With about 4,500 employees in more than 40 countries, Lufkin manufactures artificial lift equipment through a global network of more than 110 service centers and nine manufacturing facilities.

GE will more broadly market Lufkin’s products including beam pumps, often known as nodding donkeys, that are ubiquitous on oilfields, Heintzelman said in the interview.

The company expects $60 million of cost savings from the acquisition over five years, mainly by shutting Lufkin’s corporate headquarters and consolidating purchasing, he said. Field staff would be kept because the “industry is under terrible pressure for talent,” Heintzelman said.

Simmons & Co. provided financial advice to Lufkin, while Bracewell & Giuliani served as legal adviser. Goldman Sachs Group Inc. and Deutsche Bank AG acted as financial advisers to GE, with Weil Gotshal & Manges LLP offering legal guidance.

GE rose 0.3 percent to $23 at 8:39 a.m. in New York before the start of regular trading. The shares gained 9.2 percent this year through April 5 compared with an 8.9 percent increase for the Standard & Poor’s 500 Index and a 10 percent advance for Lufkin.

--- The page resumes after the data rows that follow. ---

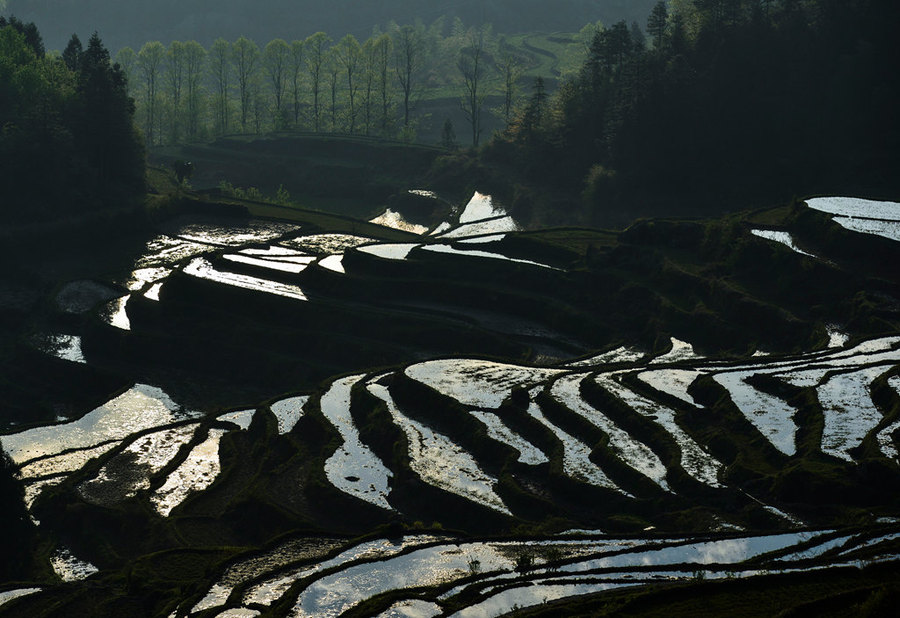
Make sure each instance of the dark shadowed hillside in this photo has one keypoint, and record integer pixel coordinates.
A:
(132, 22)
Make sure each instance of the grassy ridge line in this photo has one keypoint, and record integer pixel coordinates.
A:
(833, 593)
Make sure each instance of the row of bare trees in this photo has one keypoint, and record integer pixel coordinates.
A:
(187, 93)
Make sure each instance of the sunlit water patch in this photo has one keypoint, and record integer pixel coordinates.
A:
(482, 254)
(395, 220)
(724, 551)
(115, 314)
(130, 471)
(480, 240)
(143, 276)
(231, 236)
(784, 238)
(243, 571)
(633, 452)
(65, 347)
(674, 382)
(619, 355)
(242, 418)
(203, 269)
(849, 412)
(771, 415)
(195, 473)
(33, 490)
(168, 251)
(64, 463)
(69, 568)
(334, 594)
(440, 462)
(836, 338)
(294, 265)
(273, 252)
(500, 225)
(480, 207)
(681, 351)
(353, 468)
(529, 454)
(153, 291)
(142, 407)
(440, 228)
(326, 244)
(478, 383)
(8, 595)
(390, 251)
(334, 263)
(576, 455)
(695, 461)
(288, 411)
(856, 207)
(885, 436)
(239, 612)
(529, 595)
(887, 229)
(270, 590)
(412, 608)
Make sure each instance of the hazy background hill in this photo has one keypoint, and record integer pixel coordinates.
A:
(132, 22)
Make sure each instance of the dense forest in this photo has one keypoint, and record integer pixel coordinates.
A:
(132, 22)
(68, 141)
(703, 106)
(188, 93)
(730, 104)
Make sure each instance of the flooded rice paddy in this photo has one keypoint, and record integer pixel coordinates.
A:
(141, 445)
(395, 220)
(197, 472)
(439, 461)
(861, 215)
(631, 451)
(784, 238)
(487, 578)
(354, 469)
(288, 411)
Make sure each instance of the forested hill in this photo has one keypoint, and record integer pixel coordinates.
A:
(132, 22)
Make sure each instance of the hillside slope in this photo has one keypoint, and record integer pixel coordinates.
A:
(135, 21)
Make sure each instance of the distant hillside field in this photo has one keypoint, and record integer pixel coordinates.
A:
(132, 22)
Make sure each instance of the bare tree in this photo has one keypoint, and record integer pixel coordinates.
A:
(408, 59)
(383, 49)
(220, 65)
(369, 55)
(348, 57)
(194, 57)
(295, 72)
(510, 70)
(316, 47)
(472, 64)
(174, 82)
(127, 59)
(150, 59)
(276, 60)
(333, 68)
(246, 62)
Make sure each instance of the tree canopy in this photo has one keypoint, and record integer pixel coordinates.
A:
(68, 141)
(735, 102)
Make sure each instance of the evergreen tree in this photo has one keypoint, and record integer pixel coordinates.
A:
(72, 54)
(656, 23)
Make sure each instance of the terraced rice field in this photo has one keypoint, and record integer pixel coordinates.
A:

The acquisition announcement followed Fairfield, Connecticut-based GE’s plans to invest $110 million in a research lab in Oklahoma City to study ways to improve extraction of hard-to-reach oil and gas deposits, including hydraulic fracturing and horizontal drilling.

That facility will hire as many as 125 engineers and scientists in the coming months and will eventually expand its research to more conventional drilling techniques, Chief Technology Officer Mark Little said in a telephone interview.

General Electric was advised by Goldman Sachs, Deutsche Bank and the law firm Weil, Gotshal & Manges. Lufkin was advised by Simmons & Company and the law firm Bracewell & Giuliani.